Was it empowering to put yourself out there like that?

Absolutely. I never would’ve thought I’d be a stripper. That’s not who I am, I’m not an exhibitionist. But it really upped my confidence in a physical and sexual sense. I walked different and felt different, and I will definitely take that level of confidence with me.

In some of the rehearsals, I got to the point where I was in tears because I like being good at things, and I was not good at this. And just conquering something that I had to do in front of so many people, it was a confidence boost. Once I got to my next job, I was like, “Oh, I don’t even have to dance or take my clothes off? All I gotta do is act now?”

Photo: Erin Simkin/ HULU

Otis both enjoys being objectified at first, but then comes to resent the commodification of his body. Is that a struggle that you’ve struggled with?

With Otis’s experience being the only Black man in that space, while being the most popular dancer in the club and not being advertised outside of the club, it was so clear and evident that he was being fetishized for his body. As a Black male, that’s something that’s been felt for a very long time, all the way back to slavery. Knowing that this was a big crux of what the character was going through, I really wanted to make sure I honored the truth of that experience. I’ve absolutely felt that, just from being an athlete and someone who cares about my body. There was a point in time when I was very skinny and then quickly got muscular, and I felt the difference in how people treated me. I related to Otis’s struggle.
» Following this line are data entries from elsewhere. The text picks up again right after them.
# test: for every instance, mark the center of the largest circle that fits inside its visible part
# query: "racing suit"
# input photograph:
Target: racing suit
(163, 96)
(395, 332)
Our society is so visual; how you look dictates so much of how you’re treated by others. The most important thing that I wanted to highlight was the idea of being the forbidden fruit, being fetishized, as a Black male in society. While this can be a positive — someone desiring you, building up the ego, feeling good, looking good — I wanted to make sure that underneath, the guttural feeling of being fetishized came through.

What kind of projects can fans expect to see you in next?

I want to continue to make decisions that excite me. And usually I’m excited by a challenge, by something that scares me. There were a lot of aspects of Welcome to Chippendales that scared me. Usually, when a project does those three things — challenges me, excites me, and scares me — that’s usually why it’s impactful, because it means something and someone can get something out of it. I just want to leave something positive.

I just saw Wakanda Forever, and even when I got home, I felt changed. And a part of the reason for that was because I aspire to be in movies like that, but I also just feel different when taking in this art form. So many little things in films affect me, and if I could ever do that for someone else, or even for myself … That’s what I strive for.